Universidad de defensa: Universitat de València

Fecha de defensa: 23 de julio de 2019

Tribunal:
  1. Ana Lluch Hernández Presidenta
  2. Ramón Salazar Soler Secretario/a
  3. Erika Martineli Vocal
Departamento:
  1. MEDICINA

Tipo: Tesis

Teseo: 598555 DIALNET

Resumen

The TNM staging system continues to be the most important prognostic factor in colorectal cancer (CRC).
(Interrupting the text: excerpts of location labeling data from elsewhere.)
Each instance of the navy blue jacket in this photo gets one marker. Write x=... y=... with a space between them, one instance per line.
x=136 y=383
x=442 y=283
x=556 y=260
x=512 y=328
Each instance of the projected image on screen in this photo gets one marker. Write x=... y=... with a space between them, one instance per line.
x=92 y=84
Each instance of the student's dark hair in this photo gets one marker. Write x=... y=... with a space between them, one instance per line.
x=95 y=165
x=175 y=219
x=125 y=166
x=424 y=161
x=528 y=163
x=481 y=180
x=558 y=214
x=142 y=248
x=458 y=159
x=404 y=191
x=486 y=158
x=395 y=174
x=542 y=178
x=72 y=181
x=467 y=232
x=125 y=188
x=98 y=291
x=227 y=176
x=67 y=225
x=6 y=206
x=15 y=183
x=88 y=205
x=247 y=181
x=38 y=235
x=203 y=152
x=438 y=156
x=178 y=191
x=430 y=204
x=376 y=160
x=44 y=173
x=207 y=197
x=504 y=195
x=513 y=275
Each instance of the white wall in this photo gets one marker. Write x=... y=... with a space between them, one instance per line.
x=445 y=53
For stage II and III CRC patients, the 5-year survival rates after surgery range between 80%-60% and 30%-60%, respectively. It is well established that adjuvant treatment in CRC reduces the risk of death by 10-15% with fluoropyrimidines alone plus a further 4-5% with oxaliplatin-containing combinations in stage III. Despite optimal primary treatment, 30%-50% of patients with colon cancer will relapse, and most of those patients will die from their disease. Carcinoembryonic antigen (CEA) lacks sufficient sensitivity and specificity as a single prognostic test. Likewise, imaging studies are insufficient to detect micrometastases at an early stage. Therefore, the identification of predictive and prognostic markers beyond the TNM system is crucial to define high risk of relapse and to establish potential therapeutic strategies to optimise adjuvant treatment. Circulating tumour DNA (ctDNA), being a popular class of liquid biopsy biomarkers, is the study of molecular alterations of patient's blood. In early stages of CRC, liquid biopsies can easily and non-invasively provide us with information about the presence of minimal residual disease and tumour genotyping, and identify molecular mechanisms of resistance to adjuvant treatment and potential therapeutic molecular targets for CRC. The objective of this project was to examine the prognostic and predictive value of liquid biopsy in 150 patients with stage I-III CRC treated conventionally with surgery and adjuvant chemotherapy. These patients were identified from the Hospital Clínico of Valencia. Genomics, transcriptomics and proteomics data was integrated to define new customised signatures for tissue and plasma biomarkes. Tumor DNA was analyzed by next generation sequencing using a custom 29-gene panel with extended mutational coverage to increase sensitivity. In second instance, we carried out plasma analysis with a proteomic panel mainly related to progression and dissemination of CRC, as well as analysis of previously defined and newly established molecular subtypes. Finally, we evaluated the clinical impact of serial monitoring of ctDNA (ddPCR) in localized CRC patients with newly defined multi-omics subgroups, with the ultimate goal of improving the prognostic assessment as a first step to optimise precision treatment in clinical trials and enhance the survival of CRC patients.